Background: Clopidogrel is inactive in vitro and is metabolized by hepatic cytochrome P-450-3A4 to produce active metabolites. Unlike pravastatin, atorvastatin is a statin that is subject to metabolism by cytochrome P-450-3A4, and drug-drug interactions with other potent inhibitors of this cytochrome system have been demonstrated. However, the clinical impact of this interaction has created debate.
Methods: In the PROVE IT-TIMI 22 study, 4162 patients with an acute coronary syndrome within the preceding 10 days were randomly assigned in a 1:1 fashion to pravastatin 40 mg or atorvastatin 80 mg daily. The primary efficacy outcome measure was the time from randomization until the first occurrence of a component of the primary end point: death from any cause, myocardial infarction, documented unstable angina requiring rehospitalization, revascularization with either percutaneous coronary intervention or coronary artery bypass grafting, or stroke.

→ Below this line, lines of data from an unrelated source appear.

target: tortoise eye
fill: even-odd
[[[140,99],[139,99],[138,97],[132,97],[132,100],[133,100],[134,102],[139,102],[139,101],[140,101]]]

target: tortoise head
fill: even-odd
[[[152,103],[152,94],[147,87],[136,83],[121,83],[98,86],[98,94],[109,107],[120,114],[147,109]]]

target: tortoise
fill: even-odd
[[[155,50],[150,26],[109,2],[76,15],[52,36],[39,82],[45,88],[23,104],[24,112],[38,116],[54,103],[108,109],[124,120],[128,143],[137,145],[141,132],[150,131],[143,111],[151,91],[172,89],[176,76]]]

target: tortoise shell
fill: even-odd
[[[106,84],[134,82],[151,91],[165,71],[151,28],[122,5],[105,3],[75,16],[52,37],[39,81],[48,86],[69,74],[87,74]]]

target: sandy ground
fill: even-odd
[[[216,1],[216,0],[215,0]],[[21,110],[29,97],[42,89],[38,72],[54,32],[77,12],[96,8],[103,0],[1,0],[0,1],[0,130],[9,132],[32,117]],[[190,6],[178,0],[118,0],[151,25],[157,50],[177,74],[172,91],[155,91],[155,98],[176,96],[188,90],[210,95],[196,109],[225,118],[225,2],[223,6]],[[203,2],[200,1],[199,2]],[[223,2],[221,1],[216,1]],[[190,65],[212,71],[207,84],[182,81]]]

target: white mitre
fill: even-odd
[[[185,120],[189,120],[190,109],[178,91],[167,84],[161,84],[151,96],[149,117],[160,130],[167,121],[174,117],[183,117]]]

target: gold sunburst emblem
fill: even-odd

Results: At 30 days, there was a trend for less occurrence of the primary end point in patients randomized to atorvastatin compared with pravastatin, irrespective of whether they were taking clopidogrel. This becomes significant at 2-year follow-up in clopidogrel-treated patients (21.66 % vs 26.18% P = .0091). There was no evidence of interaction in the clopidogrel/no clopidogrel subgroup for the primary end point (interaction P = .65) or the components of the composite.
Conclusion: In conclusion, the beneficial affects of atorvastatin 80 mg in reducing the primary end point at 2 years is independent of coadministration with clopidogrel.